The first comment of Rashi simply indicates that the statements of the mishna are sequential. First vegetables are brought for dipping, then these foods are brought.


The second Rashi is more interesting. First, read carefully the "sub verbo," the opening reference of this comment. Is it, in fact, identical to the words of the mishna? There is one word that is different - find it.




            Where the mishna had the word "chazeret" (lettuce), Rashi has the word "maror" (bitter herbs). Maror is a generic, of which lettuce is one specific example (the preferred one, as the gemara will eventually state, but not the only one). If this is not a mistake in the scribal transmission of Rashi, then Rashi had a different version of the mishna than that printed in our texts. Textual versions are called "girsaot" in Hebrew (singular, "girsa"), so it appears that Rashi had a different girsa of the mishna.

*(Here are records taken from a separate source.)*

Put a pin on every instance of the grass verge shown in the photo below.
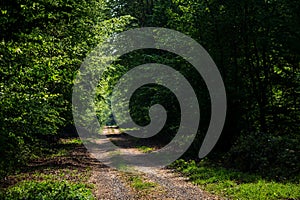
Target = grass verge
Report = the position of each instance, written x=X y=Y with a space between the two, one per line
x=60 y=173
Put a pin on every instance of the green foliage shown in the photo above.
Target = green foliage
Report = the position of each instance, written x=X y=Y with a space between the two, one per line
x=48 y=190
x=260 y=152
x=42 y=44
x=234 y=184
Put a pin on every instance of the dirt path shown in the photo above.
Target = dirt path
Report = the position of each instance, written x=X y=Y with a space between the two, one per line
x=166 y=184
x=76 y=164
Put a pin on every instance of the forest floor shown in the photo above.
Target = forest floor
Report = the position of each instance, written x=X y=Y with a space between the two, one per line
x=73 y=163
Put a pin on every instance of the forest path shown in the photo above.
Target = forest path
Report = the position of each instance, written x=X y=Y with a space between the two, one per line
x=142 y=182
x=72 y=162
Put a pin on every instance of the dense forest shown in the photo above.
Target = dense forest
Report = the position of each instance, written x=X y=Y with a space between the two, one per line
x=254 y=43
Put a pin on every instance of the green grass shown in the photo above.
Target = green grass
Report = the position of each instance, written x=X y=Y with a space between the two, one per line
x=234 y=184
x=139 y=184
x=145 y=149
x=48 y=181
x=47 y=190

            I am not going to check the sources for this girsa, if any, with you now. I just want to point out that this particular change has importance. Last week, when we were discussing the Rashbam's claim that the dipping of karpas is NOT in charoset, we saw his proof - the charoset is only brought to the table in the following stage. Tosafot pointed out that according to the mishna, the lettuce (chazeret) is also brought to the table in the following stage, although it explicitly states that karpas is with lettuce. Therefore, Tosafot rejects the proof of the Rashbam. But now, according to the girsa we have in Rashi, it turns out that the mishna does not state that lettuce is brought in the second stage, but rather that maror is brought. Accordingly, Tosafot's counterproof to the Rashbam is eliminated.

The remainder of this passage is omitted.